This example has multiple stylesheets. That's optional, although I recommend it if you've got specialized sections of a site, in addition to a core look and feel.

Optimize your CSS

Once you've got all the styling out of your HTML, you should have one or more CSS stylesheets. (Yes, I realize that CSS stylesheets is redundant—cascading style sheet stylesheets. I have no idea how else to write it, though, so enjoy the humor.) Take each of those, and work through them bit by bit. If you have anything that looks like this:

h1 {
  color: #933;
  font: Georgia;
}

h2 {
  color: #933;
  font: Georgia;
}

—then consider condensing into something like this:

h1, h2 {
  color: #933;
  font: Georgia;
}

Not anything astounding, is it? It only looks easy, though. Consider the more realistic case, where the h1 and h2 statements are hundreds of lines apart in a massive CSS stylesheet. Then, you change one, and wonder why the fonts in another heading are wrong.

One way to get a handle on this is to alphabetize your declarations. Yes, it's a pain, but it will ensure that things like h1 and h2 end up together, and that table, td, and tr end up close to each other, as well. It's worth the trouble to bring similar elements together, and then condense the stylings.

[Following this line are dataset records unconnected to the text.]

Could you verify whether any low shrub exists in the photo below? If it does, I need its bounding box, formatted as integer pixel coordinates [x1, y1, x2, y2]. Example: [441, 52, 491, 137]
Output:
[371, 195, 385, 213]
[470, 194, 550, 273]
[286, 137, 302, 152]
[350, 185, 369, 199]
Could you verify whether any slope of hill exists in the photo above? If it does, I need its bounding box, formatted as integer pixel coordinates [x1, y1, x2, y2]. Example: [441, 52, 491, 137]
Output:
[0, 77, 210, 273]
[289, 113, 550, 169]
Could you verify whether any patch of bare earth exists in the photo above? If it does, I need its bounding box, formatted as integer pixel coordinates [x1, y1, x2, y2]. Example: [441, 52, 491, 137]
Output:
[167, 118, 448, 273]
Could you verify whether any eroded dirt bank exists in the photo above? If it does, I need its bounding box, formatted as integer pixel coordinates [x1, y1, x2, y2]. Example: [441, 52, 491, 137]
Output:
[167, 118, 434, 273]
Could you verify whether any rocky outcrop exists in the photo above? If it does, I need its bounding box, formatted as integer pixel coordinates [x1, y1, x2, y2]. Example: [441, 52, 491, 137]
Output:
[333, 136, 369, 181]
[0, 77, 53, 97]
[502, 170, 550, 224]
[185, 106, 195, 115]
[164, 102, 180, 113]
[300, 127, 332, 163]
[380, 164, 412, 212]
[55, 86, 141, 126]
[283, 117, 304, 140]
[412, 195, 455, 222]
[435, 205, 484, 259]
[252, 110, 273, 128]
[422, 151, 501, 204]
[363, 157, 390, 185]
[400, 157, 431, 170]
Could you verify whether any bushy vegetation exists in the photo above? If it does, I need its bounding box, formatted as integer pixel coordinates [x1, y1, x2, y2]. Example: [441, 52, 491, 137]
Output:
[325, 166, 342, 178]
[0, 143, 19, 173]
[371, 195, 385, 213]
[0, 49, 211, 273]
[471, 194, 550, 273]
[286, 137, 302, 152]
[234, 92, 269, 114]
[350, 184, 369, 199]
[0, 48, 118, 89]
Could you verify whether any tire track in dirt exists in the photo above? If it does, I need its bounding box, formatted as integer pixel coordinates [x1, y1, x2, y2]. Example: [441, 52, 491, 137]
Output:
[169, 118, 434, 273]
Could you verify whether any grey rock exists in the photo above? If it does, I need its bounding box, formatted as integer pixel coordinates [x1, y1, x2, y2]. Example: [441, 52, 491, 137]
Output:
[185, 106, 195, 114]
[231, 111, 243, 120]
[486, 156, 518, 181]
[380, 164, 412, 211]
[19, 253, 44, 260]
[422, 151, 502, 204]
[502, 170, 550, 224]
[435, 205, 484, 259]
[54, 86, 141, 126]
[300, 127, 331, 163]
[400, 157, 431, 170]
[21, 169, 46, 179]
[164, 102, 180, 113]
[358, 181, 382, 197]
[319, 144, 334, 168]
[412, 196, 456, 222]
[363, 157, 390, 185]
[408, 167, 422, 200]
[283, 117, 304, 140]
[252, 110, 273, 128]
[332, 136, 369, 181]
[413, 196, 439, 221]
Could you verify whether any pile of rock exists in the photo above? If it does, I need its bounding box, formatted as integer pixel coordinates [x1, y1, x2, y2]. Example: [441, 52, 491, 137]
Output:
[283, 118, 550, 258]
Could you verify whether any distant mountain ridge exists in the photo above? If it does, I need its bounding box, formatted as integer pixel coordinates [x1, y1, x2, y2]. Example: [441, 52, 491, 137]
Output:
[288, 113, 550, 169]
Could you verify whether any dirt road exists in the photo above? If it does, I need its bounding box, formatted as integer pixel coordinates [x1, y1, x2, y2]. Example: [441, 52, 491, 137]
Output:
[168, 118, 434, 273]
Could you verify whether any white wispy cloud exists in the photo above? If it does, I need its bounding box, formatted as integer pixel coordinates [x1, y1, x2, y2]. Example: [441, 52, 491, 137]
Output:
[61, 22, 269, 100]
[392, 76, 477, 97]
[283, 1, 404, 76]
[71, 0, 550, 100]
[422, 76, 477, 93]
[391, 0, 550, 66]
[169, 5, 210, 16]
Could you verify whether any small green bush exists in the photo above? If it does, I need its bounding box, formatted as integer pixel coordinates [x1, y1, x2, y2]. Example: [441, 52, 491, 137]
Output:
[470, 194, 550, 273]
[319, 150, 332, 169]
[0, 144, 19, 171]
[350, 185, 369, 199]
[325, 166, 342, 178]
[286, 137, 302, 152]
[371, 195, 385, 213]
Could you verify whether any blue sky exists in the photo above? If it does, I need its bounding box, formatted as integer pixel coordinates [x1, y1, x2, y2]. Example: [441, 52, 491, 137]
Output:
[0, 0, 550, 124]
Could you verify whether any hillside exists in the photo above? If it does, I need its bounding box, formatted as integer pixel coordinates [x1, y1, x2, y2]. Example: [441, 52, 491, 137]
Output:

Similarly, take declarations like this:

h1 {
  color: #933;
  font: 16px Georgia;
}

h2 {
  color: #933;
  font: 12px Georgia;
}

You should still strip out the common elements and centralize them:

h1, h2 {
  color: #933;
  font: Georgia;
}

h1 {
  font-size: 16px;
}

h2 {
  font-size: 12px;
}

Even though there are still two declarations here, you've got commonality in a single place (in this case, the h1).

Work through all of your CSS stylesheets, and ensure that you've got them tuned as much as possible. Condense your rules so you don't have lots of duplication, and bubble up any rules you can. For example, if every high-level element has a font setting of Georgia, consider moving that rule into your body section, and remove all the individual rules. Simpler is better.

Validate your CSS

Here's an optional step, but one that will really reduce your headache. Once you've got your CSS ready to go, validate it (see Figure 4) (find links to the CSS Validator in the Resources section). Like the page validator, the CSS Validator will ensure your CSS is just like it should be. No syntax errors, no typos (see Figure 5).


Figure 4. The CSS Validator
The W3C CSS Validator is a complement to their Web page validator

Figure 5. Successful validation of CSS
Valid CSS means all your rules are correct, and your syntax is perfect.

CSS validation isn't technically as important as making sure your overall page is valid. In fact, you can have a valid HTML (or XHTML) Web page with invalid CSS (go figure). Still, CSS validation will ensure you've got everything nice and clean, and your manual work will ensure you've got your CSS optimized.


Implementation: Add a Doctype

Now go validate your site again. You should see a lot of errors go away, with your CSS pulled apart from the HTML (and cleaned up and validated). Now, don't forget to document what you've done. If you don't have a doctype, you need to add one, as well as a character encoding. These will make it much easier for the next person tasked with maintenance.

Add a doctype declaration

When you get a response from the Validator, focus on the doctype (see Figure 6). This tells you at what version—according to the Validator's best guess—your Web page is targeted.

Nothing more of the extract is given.